The Central Bank of Turkey unexpectedly raised interest rates by 350 basis points yesterday, increasing the policy rate from 42.50% to 46.00%.
The USD/TRY exchange rate hit 38.1529 on Friday, its highest level since March 19, 2025, when it reached around 41.00, following political turmoil in Turkey and the imprisonment of Istanbul Mayor Ekrem İmamoğlu on charges related to corruption and supporting terrorist organizations. The pair is currently hovering around 38.00 lira per dollar.
The USD/TRY has risen by approximately 8% year-to-date, and forecasts indicate continued weakness for the Turkish lira in the coming period.
Recent economic data suggests that the Turkish economy is showing signs of a slowdown:
- The annual Consumer Price Index (CPI) slowed to 38.10% in March, below both expectations (38.90%) and the previous reading (39.05%).
- The annual Producer Price Index (PPI) declined to 23.50% in March, lower than the previous reading (25.21%).
- The Manufacturing Purchasing Managers’ Index (PMI) contracted to 47.30 in March, down from the previous reading of 48.30.

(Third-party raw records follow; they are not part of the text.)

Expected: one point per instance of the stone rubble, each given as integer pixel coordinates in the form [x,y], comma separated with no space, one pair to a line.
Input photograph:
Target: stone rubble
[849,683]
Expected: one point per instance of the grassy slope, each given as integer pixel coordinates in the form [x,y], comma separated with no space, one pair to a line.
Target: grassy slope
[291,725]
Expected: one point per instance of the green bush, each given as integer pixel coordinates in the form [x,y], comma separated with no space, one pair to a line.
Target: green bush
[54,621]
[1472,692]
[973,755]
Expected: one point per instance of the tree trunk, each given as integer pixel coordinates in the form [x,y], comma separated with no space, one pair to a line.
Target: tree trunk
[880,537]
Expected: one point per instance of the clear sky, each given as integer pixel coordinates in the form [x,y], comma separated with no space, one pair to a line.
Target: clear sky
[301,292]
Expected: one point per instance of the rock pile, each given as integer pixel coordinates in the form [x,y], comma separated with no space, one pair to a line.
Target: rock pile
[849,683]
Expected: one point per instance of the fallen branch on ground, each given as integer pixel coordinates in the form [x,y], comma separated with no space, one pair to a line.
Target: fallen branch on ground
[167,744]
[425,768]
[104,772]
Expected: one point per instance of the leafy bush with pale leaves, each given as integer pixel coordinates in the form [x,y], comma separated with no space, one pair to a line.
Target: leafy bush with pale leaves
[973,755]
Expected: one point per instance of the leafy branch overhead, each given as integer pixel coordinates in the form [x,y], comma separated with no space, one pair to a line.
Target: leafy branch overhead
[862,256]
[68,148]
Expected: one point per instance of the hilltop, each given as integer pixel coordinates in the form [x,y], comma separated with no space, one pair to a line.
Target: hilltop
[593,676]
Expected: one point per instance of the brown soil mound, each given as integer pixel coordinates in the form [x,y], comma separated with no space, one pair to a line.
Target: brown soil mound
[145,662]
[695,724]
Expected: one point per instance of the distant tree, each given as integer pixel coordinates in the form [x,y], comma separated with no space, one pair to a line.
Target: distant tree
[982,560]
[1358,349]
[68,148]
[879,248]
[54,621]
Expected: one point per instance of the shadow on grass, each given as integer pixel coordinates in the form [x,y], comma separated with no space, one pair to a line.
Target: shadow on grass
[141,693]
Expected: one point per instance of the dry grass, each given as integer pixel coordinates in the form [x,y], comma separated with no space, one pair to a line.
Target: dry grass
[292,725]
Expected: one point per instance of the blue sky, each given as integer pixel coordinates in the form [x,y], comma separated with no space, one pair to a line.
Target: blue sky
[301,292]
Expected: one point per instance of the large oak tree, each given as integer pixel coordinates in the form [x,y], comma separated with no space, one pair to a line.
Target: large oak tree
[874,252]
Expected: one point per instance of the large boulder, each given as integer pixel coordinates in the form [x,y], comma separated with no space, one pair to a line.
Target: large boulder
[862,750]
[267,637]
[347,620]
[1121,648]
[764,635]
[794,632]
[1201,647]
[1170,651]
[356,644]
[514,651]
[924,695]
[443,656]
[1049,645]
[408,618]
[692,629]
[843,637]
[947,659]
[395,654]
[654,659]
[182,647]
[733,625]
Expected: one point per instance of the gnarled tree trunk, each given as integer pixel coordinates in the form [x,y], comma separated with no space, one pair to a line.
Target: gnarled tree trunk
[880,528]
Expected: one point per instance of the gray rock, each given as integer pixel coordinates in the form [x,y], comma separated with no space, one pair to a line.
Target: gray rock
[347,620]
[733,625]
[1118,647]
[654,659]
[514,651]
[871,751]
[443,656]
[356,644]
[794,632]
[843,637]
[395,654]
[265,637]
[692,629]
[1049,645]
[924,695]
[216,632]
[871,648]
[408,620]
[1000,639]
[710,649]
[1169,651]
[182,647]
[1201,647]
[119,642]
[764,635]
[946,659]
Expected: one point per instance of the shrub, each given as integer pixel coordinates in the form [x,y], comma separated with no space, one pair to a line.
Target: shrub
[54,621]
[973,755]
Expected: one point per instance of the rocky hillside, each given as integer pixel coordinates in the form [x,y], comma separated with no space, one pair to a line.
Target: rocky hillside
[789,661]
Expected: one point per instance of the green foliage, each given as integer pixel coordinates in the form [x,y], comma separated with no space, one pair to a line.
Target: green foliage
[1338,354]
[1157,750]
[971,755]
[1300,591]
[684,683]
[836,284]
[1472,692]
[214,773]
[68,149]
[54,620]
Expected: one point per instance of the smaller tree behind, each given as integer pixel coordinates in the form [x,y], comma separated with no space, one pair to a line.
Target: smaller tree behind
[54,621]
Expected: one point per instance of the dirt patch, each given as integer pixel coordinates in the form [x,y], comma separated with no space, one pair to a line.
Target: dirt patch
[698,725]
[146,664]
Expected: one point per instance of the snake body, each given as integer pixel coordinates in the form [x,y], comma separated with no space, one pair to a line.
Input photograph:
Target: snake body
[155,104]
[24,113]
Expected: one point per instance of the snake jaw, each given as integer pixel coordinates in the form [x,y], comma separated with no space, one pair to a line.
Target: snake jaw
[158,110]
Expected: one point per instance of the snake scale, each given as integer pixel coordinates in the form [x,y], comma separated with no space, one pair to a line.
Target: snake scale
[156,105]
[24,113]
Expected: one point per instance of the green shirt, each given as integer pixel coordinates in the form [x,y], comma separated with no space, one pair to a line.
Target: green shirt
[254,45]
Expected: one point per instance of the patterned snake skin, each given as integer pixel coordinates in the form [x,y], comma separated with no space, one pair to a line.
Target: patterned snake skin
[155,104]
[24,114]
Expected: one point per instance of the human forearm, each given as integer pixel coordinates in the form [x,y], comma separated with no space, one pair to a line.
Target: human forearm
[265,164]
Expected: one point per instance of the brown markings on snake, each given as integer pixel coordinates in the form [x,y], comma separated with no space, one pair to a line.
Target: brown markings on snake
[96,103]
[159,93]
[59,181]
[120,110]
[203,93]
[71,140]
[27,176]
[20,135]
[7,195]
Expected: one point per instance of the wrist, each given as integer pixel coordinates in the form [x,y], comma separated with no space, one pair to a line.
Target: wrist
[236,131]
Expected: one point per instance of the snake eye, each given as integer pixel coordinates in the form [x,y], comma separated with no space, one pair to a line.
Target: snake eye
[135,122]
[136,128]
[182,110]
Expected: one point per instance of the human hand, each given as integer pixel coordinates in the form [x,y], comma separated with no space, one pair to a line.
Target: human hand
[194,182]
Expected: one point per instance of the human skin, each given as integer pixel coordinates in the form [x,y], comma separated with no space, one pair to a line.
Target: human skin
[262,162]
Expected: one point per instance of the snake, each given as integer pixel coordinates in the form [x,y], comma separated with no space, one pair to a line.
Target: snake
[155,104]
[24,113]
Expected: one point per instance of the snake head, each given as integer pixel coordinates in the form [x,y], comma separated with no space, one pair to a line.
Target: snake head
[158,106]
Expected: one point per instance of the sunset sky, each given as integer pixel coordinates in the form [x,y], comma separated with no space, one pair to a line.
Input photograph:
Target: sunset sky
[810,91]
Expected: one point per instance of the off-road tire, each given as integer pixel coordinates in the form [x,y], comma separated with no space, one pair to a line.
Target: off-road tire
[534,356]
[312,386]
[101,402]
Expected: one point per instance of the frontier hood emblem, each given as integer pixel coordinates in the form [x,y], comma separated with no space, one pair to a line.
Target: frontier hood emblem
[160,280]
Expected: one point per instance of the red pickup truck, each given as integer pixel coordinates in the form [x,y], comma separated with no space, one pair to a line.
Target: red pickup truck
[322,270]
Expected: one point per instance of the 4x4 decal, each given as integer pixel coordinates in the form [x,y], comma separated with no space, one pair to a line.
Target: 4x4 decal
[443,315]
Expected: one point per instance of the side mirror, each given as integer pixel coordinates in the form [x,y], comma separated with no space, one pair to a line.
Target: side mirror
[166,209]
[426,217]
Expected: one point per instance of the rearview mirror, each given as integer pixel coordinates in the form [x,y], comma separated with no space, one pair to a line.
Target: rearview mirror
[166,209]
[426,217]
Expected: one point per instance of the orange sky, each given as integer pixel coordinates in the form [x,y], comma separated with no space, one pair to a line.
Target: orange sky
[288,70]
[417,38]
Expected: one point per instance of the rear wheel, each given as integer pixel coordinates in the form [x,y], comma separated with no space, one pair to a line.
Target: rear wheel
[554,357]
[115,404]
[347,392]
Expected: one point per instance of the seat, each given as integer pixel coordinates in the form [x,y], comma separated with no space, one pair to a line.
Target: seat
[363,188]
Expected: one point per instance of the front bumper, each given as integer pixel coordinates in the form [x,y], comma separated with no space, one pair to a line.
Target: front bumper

- Total foreign exchange reserves fell to $77.84 billion, down from the previous level of $80.61 billion.
- Retail sales growth on a monthly basis slowed to 1.1%, down from the previous reading of 2.0%.
Technical Analysis:
The upward trend for USD/TRY appears to be dominant in the coming phase, especially with ongoing bullish momentum. The Relative Strength Index (RSI) is currently at 72, indicating that the pair is in overbought territory.
In addition, there is a clear upward trend in the 20-, 50-, and 200-day moving averages. The 20-day average is above the 50-day, and the 50-day is above the 200-day average.
A bullish crossover has also occurred between the MACD (blue line) and the Signal Line (orange line), supporting the continuation of the upward momentum for the USD/TRY pair.
Please note that this analysis is provided for informational purposes only and should not be considered as investment advice. All trading involves risk.